We can keep that. All right, so we have implement Circle that contains point. Well, guess what? Implement Contains for Circle. We don't need pub, of course, because you just don't need pub. There we go, we've already implemented Contains for Circle, awesome. Now, all we need to do is implement Point or Points for Circle.

So impl Points for Circle, and then, of course, do that. Now, all we have to do is go through here and just do the exact same thing. So I'll just go like this, return vec![(self.x, self.y)].into, because we had that nice little convenient method. Look at that, there we go, we've done it.

And now, look, also we can get rid of, do you see this rectangle up here? We don't need to have that silly circular reference anymore. We don't need rectangle anymore, whoopsies, and we also don't need Collidable anymore. We only need Contains Point or Contains and Points, and that is it.

We've done these things, we've implemented them all. And so now, theoretically, we should be able to go back to our main file, and it should just all work. But something's gone wrong here. Why, why is that wrong?
>> Cuz we assume the same type for the comparator.
>> So good at this, my goodness.

So yeah, we have assumed the same type. Let's jump over to collision. Let's re-look at our blanket implementation for a second. Look at what we have here. We have Collidable with a single generic. So I could just rename this generic for a quick second. Let's rename it Rect, does that make the problem more obvious?

Cuz now we only have Rect for Rect. Or if I rename it to Circle, we only have Circle for Circle. It should be very obvious by renaming it, we don't have the combination in there, do we? So let me go like this, oopsies, yeah, let me rename it back to T.

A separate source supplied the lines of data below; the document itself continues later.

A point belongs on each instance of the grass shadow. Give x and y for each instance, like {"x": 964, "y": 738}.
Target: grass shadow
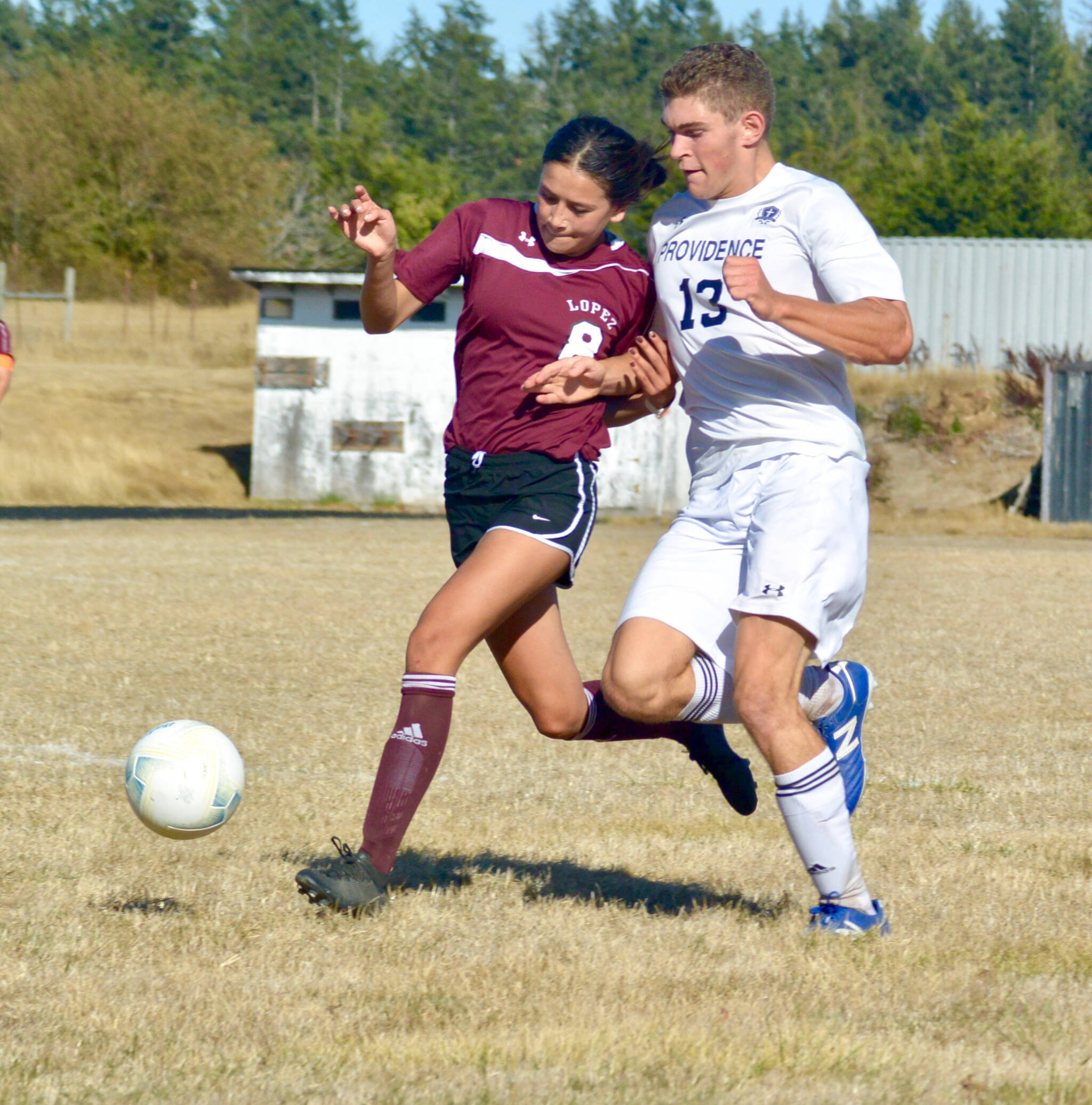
{"x": 237, "y": 458}
{"x": 563, "y": 879}
{"x": 208, "y": 513}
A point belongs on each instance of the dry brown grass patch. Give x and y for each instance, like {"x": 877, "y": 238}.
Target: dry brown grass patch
{"x": 575, "y": 924}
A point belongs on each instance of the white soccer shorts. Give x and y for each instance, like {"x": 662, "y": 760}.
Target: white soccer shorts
{"x": 786, "y": 538}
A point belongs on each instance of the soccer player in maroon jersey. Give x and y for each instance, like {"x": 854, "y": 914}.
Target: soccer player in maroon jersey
{"x": 7, "y": 362}
{"x": 543, "y": 282}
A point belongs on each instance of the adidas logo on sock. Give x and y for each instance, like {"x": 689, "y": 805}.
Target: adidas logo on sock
{"x": 413, "y": 734}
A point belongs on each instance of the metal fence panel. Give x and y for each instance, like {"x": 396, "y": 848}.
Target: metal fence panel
{"x": 973, "y": 298}
{"x": 1067, "y": 470}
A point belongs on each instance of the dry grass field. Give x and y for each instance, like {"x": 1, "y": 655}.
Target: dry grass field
{"x": 577, "y": 924}
{"x": 119, "y": 418}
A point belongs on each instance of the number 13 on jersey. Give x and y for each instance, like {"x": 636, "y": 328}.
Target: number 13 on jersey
{"x": 709, "y": 290}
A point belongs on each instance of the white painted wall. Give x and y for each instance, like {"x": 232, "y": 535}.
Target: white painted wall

And I'm gonna add one more in there, V. And so let's say Collidable <T> for V. But we gotta do something here, right? T is the other, V is the self. V needs to be able to check for point containing, T needs to be able to give us points.

So that means I can do this, T gives me the points, V implements Contains. Okay, is anyone pretty excited about that? Is that pretty cool that we just did some generic programming here that will apply that to every single type that implements Contains and Points? That means when we go back here, look what works.

We didn't have to do this cross-section of every last thing. Instead, we just need to define the basic trait behavior and then compose it and implement it for everything that implements those two traits. Is that pretty neato? I think that's pretty neato. I just wanna try to figure out how to use this all the time.

I feel like I'm the hammer in search of a nail right now. Now that I know this is even physically possible, I'm just like, how am I gonna blank and implement myself out of this situation? I just think this is so neato that we can actually do these large-scale implementations that work on the struct themselves.

Now, you can kind of implement the same thing in TypeScript, you just have a function that takes in the two interfaces, so you always at the lining up the correct thing. Whereas this one, you actually have the types hanging off themselves. And that means you can do these pretty cool interactions that are just not necessarily possible in other languages.

For me, this is the end game, I think this is pretty a darn cool programming. It still gets even cooler than this, but we'll keep it here.